Non-human primates may have a lissencephalic brain, like the common marmoset and the squirrel monkey, or they may possess gyrencephalic brains, like the baboon, the Rhesus macaque and the Cynomolgus macaque, to mention the most relevant species in the context of stroke models. Of all primates, the macaque monkeys most closely resemble the human brain concerning anatomy with a specific cortical and subcortical organization, but most important for stroke research also with regard to vascular supply and collateralization [20]. Nevertheless, currently it is unclear which non-human primates most closely mimic the human conditions of stroke.

Although mechanisms of spontaneous recovery after stroke have been studied in both rodents and humans for a long time [27, 115], the frustrating translational failure of neuroprotective strategies in acute stroke gave new impetus toward studies on neuroregeneration. The challenges in models of post-stroke recovery differ from those in acute stroke models. Well-standardized lesions in defined brain areas are necessary to record the plasticity processes. Although principally the complete repertoire of stroke models can be used, the more suitable ones go along with low mortality and the possibility to produce small and standardized lesions. The peri-infarct cortex, closely connected ipsilateral areas but also contralateral and remote regions are of particular importance. Therefore, in particular the photothrombosis model and the endothelin-1 model have been used to analyze recovery processes. Although the principal events leading to post-stroke recovery are widely concordant in humans and animals, the kinetics differ considerably. While recovery processes in rodents are almost completed 4 weeks post-stroke, in humans they primarily occur within about 3 months but may even continue for years (for review, see [17, 138]). The exact reason for this difference is not known up so far [74].

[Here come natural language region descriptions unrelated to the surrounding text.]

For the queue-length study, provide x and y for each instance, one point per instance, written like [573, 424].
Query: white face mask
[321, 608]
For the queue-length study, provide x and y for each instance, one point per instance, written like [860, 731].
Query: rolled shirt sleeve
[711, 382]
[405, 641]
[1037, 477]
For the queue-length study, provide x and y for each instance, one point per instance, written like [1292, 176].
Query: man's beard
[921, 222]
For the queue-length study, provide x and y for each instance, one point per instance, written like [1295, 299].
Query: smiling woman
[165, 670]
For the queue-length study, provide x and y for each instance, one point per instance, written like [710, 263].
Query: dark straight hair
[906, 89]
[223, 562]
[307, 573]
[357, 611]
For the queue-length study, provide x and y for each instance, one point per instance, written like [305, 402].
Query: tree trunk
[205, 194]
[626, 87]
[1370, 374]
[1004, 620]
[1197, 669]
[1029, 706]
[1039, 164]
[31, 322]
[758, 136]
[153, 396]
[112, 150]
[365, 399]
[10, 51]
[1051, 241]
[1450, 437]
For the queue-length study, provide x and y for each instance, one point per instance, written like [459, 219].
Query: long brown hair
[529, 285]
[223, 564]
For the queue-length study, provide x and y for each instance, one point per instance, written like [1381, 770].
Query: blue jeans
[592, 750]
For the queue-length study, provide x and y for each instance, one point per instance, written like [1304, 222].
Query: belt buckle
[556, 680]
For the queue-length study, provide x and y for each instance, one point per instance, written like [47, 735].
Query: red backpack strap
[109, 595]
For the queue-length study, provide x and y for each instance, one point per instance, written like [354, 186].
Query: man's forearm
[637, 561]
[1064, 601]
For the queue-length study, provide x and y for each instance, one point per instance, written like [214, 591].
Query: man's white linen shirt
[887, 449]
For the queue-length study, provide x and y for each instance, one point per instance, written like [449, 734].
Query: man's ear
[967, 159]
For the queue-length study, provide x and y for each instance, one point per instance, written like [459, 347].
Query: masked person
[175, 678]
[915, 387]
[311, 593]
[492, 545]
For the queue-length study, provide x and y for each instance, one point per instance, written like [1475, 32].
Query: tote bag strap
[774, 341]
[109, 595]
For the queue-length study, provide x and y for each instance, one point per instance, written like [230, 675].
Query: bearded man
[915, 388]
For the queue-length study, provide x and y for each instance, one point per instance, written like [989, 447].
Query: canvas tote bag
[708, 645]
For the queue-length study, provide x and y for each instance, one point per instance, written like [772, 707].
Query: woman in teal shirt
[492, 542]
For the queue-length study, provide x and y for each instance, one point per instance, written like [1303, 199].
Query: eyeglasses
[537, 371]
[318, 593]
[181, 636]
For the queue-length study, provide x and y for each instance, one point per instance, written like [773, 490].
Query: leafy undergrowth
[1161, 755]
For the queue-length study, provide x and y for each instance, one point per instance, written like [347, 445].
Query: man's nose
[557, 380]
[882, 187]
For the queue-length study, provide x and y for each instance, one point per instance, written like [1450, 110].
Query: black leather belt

On the one hand, ischemic stroke is principally a simple and well-defined pathological condition with interruption of blood flow and consecutive damage of dependent tissue. One the other hand, however, ischemic stroke is a very complex and heterogeneous disorder because of a multitude of modifying factors such as the duration and severity of ischemia, presence or absence of functioning collateral systems and an adequate systemic blood pressure, etiology and localization of the infarct as well as age, sex, comorbidities with multimedications and genetic background. Strictly speaking, stroke is not a single neurological disease but the manifestation of an underlying systemic problem such as atherosclerosis, inflammation or infection, which may cause infarcts just as well in other organs and manifest, e.g., as a heart attack. Experimental models of ischemic stroke are valuable tools to analyze specific facets of stroke more or less close to human stroke. Being aware of the limitations of the individual models and ideally having support from studies using human tissues are of utmost importance before drawing conclusions concerning stroke in humans. This issue is illustrated by the still persistent failure of successful translation of effective experimental neuroprotective strategies into patients suffering from this devastating disease.